Some wood carvings. Surfing lessons.
6. What are the particular advantages of living in this city?
The tourist infrastructure is pretty well developed, and there are pretty good eco-tourist destinations, though there are not very many that can be reached during the weekend.
7. Can you save money?
Words of Wisdom:
1. What do you wish you had known about this particular city/country before moving there?
How expensive it is. How bad traffic is, everywhere.
2. Knowing what you know now, would you still move to this city?
Would come on vacation, but probably not just to live here.
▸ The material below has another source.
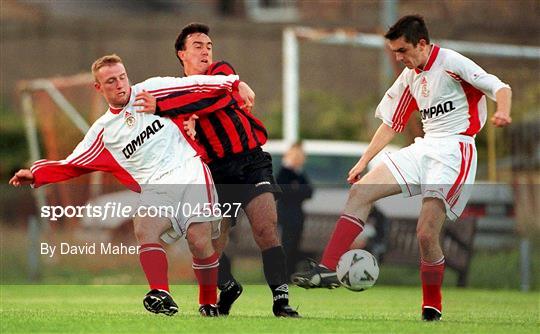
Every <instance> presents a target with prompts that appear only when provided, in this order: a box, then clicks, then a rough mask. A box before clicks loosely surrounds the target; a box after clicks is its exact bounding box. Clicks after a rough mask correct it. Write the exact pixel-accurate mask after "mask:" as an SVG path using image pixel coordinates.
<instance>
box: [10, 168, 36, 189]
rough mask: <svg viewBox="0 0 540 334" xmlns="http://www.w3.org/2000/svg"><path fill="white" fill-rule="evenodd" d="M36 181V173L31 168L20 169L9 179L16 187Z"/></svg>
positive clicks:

It would depend on how compelling the work here is.
3. But don't forget your:
Ship everything that isn't grown or produced here to save on cost.
4. Do you have any other comments?
I think folks who live outside San Jose like it here, especially the large number of surfers. Among those who are part of the U.S. Embassy, I've found morale is generally low. People come here expecting an eco-paradise and they find a city and country constantly overwhelmed with traffic on very poor roads. Even though it is a small country, the roads are so bad and crowded that it takes forever to cover short distances. Most things are much more expensive than they should be, and the country suffers from the same or worse problems of inefficiency and government bureaucracy that plague other Latin American countries. Much of the countryside is beautiful, but the country's reputation for being eco-friendly is overstated; the rivers, air, and roadsides are polluted, and your average Costa Rican is no greener than those in other Latin American countries.